The publication of the League of Women Voters of Oakland's award winning
report titled: The Waterfront: It Touches the World; How Does It Touch
Oakland? provided the catalyst to help the City and Port jointly fund
the study of the Oakland Estuary from Adeline Street to 66th Avenue and
the shoreline to the freeway. This study culminated in the
development of the Estuary Policy Plan, which was adopted after a
broad-based public process as part of the
City of Oakland's General Plan in June of 1999.
The study area was divided between the two jurisdictions
in 1926, when the city of Oakland voters passed a charter amendment to
establish the Port of Oakland as an quasi-independent entity.

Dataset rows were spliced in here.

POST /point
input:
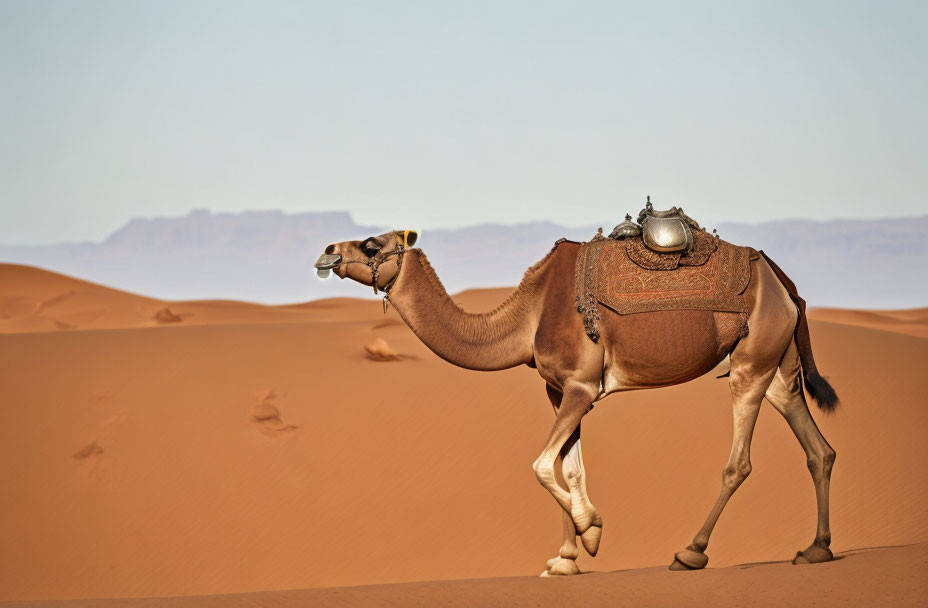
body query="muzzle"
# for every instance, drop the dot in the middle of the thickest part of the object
(326, 263)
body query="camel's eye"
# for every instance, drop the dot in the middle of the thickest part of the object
(370, 246)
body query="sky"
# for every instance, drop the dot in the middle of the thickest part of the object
(445, 114)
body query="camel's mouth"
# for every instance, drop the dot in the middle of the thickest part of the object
(327, 262)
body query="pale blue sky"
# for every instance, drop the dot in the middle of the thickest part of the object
(450, 113)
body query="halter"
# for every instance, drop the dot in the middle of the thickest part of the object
(379, 258)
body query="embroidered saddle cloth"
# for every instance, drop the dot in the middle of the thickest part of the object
(629, 278)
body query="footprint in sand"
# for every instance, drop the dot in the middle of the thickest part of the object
(89, 456)
(266, 416)
(165, 315)
(379, 350)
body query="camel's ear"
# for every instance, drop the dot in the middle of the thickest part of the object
(409, 237)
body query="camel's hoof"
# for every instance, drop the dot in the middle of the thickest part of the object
(815, 554)
(561, 567)
(689, 560)
(591, 533)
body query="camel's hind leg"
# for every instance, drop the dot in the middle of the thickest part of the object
(747, 388)
(785, 393)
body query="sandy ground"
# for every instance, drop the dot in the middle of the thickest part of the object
(158, 449)
(888, 576)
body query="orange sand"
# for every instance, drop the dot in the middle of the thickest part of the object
(250, 448)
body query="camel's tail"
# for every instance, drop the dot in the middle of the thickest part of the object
(817, 386)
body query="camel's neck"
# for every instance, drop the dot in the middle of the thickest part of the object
(496, 340)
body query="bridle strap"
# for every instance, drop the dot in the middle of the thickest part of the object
(374, 263)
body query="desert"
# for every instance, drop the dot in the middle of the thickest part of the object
(196, 449)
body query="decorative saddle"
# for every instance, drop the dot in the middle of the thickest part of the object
(666, 261)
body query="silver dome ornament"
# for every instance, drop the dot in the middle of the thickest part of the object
(627, 229)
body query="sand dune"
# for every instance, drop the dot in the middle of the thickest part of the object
(913, 322)
(35, 300)
(249, 448)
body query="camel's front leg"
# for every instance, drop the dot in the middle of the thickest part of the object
(565, 441)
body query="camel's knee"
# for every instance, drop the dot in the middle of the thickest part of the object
(820, 465)
(734, 474)
(544, 471)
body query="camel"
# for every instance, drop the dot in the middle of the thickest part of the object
(538, 325)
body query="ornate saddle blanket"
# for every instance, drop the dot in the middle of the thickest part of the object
(629, 278)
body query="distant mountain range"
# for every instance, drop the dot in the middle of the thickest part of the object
(267, 256)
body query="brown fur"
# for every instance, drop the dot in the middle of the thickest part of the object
(538, 325)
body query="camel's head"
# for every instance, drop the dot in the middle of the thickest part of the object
(361, 260)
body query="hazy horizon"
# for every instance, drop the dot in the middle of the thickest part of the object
(448, 115)
(607, 224)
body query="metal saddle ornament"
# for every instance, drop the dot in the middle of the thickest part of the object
(668, 231)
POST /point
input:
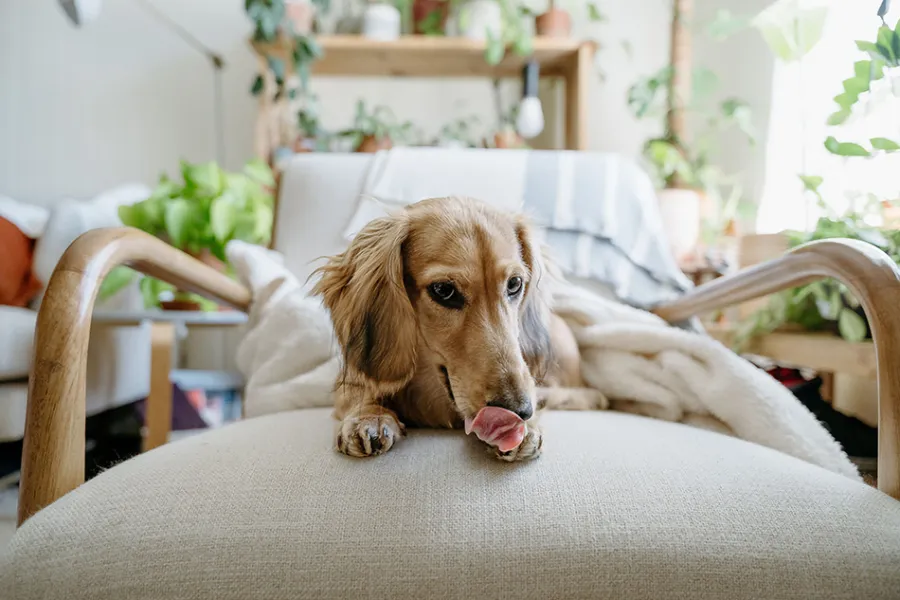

The Port's
jurisdiction was roughly from the water's edge to 2nd Street, with ins
and outs along the way. When the two public agencies decided to work
together on this planning effort, there was agreement that the line, for
study purposes, would cease to exist.
"The basic premise of the plan and its preceding
efforts is that the Estuary is a resource of citywide and regional
significance. This area cannot be viewed as a single-purpose district
isolated from the city, but rather as a diverse and multifaceted place
that connects the city and the bay.” Estuary Policy Plan, page v, 1999.
full plan, including all maps and graphics, is available on the
Port of Oakland's Commercial Real Estate Division website:
, slow download,
please be patient!)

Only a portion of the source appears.